Once you have defined features and resolvers in Chalk, you can schedule queries to run at regular intervals. This is useful for ingesting data from external sources, or for precomputing features that are expensive to compute in real-time.

Scheduling a Query

Query scheduling looks very similar to offline_query’s usage. Imagine that we want to precompute the average temperature for each city in the world every day. First, we define a feature class for the temperature readings, and a feature class for the cities:

@features
class TemperatureReading:
    id: int
    city: City.id
    temperature: float
    ts: datetime

@features(max_staleness="1d", etl_offline_to_online=True)
class City:
    id: str
    name: str
    average_temperature: float

    temperature_readings: DataFrame[TemperatureReading]

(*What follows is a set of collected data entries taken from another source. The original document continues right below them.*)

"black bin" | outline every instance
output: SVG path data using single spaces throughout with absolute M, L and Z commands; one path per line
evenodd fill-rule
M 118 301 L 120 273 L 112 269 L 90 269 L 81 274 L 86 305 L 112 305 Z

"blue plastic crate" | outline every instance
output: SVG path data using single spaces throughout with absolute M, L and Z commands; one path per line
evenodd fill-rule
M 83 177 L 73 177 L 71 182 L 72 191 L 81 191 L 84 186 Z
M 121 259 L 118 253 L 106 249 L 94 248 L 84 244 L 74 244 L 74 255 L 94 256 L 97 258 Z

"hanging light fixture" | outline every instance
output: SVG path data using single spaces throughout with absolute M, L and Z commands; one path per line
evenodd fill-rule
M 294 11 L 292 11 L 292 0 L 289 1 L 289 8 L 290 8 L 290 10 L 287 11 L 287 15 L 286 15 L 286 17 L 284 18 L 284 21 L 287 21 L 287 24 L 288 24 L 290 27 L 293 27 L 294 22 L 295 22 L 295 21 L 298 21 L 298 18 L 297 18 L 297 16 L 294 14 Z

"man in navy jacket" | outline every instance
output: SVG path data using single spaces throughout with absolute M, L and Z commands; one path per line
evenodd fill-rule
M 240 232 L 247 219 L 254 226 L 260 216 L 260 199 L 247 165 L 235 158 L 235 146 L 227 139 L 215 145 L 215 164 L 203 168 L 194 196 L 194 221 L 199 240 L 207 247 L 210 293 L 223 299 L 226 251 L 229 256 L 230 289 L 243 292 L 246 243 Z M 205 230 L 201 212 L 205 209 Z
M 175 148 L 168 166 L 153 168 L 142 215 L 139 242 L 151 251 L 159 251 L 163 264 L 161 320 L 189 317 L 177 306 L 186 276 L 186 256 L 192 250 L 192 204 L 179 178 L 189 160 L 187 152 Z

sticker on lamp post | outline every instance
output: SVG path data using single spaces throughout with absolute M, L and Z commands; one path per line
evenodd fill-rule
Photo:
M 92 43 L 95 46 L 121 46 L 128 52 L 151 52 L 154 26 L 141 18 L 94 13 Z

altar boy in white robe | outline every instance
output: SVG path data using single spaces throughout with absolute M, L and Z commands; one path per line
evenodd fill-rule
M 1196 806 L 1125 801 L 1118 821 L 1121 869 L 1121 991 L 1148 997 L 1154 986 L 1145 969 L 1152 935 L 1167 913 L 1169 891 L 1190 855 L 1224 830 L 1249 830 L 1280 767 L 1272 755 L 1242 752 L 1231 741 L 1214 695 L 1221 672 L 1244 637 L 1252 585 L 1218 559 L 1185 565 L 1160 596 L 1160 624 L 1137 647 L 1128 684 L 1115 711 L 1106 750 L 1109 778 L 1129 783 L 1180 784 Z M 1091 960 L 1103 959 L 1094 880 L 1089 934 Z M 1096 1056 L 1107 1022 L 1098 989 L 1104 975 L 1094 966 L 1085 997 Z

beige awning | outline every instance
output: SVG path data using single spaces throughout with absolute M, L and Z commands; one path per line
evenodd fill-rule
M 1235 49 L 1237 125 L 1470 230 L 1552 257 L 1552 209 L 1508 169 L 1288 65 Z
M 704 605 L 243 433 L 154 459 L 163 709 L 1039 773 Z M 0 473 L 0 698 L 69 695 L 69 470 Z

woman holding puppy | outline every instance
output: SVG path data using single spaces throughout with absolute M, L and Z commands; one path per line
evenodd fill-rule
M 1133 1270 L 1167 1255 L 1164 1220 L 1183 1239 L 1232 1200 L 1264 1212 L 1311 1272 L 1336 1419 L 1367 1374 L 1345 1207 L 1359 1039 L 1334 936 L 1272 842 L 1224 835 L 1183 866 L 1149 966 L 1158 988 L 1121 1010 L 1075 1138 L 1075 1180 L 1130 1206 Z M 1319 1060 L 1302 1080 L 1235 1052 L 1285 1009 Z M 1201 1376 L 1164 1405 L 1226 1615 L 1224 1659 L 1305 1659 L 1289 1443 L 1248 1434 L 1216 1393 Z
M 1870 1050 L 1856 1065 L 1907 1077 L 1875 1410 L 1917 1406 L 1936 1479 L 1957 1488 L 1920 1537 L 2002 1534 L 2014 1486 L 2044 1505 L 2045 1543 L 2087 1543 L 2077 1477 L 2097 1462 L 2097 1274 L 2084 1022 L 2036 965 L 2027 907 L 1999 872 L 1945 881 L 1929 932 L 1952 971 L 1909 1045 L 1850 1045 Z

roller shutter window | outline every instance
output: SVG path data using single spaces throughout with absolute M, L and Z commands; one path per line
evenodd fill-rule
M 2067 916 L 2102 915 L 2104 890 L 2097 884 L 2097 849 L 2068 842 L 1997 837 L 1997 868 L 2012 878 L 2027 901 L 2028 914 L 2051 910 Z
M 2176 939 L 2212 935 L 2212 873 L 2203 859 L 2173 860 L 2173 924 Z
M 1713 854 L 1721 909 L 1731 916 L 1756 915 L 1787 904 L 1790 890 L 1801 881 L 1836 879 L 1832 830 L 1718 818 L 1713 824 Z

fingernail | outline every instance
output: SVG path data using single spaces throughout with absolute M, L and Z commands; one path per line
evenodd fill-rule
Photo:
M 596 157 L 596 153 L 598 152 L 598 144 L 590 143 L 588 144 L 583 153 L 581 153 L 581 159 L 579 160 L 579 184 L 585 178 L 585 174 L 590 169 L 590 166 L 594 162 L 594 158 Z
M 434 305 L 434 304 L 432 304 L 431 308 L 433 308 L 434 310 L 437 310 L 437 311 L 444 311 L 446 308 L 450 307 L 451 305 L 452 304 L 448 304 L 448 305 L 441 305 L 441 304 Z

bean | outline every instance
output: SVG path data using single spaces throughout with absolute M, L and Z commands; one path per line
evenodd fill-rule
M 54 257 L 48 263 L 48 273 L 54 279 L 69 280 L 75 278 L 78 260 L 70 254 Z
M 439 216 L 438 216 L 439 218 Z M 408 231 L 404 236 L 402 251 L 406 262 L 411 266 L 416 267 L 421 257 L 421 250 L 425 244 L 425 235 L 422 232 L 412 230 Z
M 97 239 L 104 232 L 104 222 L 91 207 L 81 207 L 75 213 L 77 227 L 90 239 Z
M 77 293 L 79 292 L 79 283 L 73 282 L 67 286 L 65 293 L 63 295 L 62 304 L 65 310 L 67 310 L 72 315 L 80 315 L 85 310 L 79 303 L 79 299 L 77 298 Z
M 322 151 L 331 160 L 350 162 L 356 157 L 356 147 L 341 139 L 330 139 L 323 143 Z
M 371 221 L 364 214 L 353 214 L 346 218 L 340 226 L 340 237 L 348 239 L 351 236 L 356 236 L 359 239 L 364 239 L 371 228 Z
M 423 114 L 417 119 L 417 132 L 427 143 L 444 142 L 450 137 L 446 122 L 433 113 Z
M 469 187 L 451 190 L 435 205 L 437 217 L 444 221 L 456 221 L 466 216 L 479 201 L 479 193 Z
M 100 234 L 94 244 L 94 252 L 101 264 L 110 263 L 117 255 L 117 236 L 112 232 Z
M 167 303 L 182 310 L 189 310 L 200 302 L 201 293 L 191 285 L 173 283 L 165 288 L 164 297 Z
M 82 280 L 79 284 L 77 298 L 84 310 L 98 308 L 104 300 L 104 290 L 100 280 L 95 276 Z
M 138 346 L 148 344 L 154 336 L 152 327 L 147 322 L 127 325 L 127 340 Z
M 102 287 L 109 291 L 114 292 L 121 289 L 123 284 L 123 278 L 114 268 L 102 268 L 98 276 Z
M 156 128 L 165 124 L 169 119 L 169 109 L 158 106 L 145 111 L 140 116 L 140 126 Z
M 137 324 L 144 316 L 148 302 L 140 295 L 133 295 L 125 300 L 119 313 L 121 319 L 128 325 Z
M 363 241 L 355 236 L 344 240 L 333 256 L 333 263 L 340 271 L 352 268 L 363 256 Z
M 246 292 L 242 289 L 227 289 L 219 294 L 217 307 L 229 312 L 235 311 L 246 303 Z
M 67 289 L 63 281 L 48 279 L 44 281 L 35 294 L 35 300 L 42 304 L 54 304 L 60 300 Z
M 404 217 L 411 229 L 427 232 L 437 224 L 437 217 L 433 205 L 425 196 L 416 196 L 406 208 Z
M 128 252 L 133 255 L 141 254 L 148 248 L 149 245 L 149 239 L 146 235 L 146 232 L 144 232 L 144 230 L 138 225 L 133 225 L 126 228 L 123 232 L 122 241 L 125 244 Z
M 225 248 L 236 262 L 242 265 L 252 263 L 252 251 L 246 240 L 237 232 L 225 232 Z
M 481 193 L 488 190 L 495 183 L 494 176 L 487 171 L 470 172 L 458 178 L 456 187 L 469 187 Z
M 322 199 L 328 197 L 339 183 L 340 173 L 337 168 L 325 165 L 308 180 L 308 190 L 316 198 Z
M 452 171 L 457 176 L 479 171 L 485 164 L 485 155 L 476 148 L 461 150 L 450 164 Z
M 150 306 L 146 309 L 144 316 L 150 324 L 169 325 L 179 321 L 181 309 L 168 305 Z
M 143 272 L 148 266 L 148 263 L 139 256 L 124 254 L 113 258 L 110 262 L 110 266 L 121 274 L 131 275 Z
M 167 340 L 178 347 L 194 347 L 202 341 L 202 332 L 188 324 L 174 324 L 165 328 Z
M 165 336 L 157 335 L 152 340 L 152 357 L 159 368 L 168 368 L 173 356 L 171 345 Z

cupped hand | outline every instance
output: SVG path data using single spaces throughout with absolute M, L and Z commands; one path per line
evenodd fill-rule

Then, we define a resolver that fetches the temperature readings for each city:

-- resolves: TemperatureReading
-- source: snowflake
SELECT
    id,
    city,
    temperature,
    ts
FROM
    temperature_readings

Then, we define a resolver to compute the average temperature for each city:

@offline
def compute_average_temperature(temps: City.temperature_readings[TemperatureReading.temperature, after(days_ago=1)]) -> City.average_temperature:
    return temps.mean()

Finally, we schedule the query to run every day at midnight:

ScheduledQuery(
    name="average_temperature",
    outputs=[City.average_temperature],
    schedule="0 0 * * *",
    store_online=True
)

Each day, this query will execute and cache the average temperature for each city in the world. This data will be available for real-time queries:

client.query(input={City.id: 713}, output=[City.average_temperature])

# 58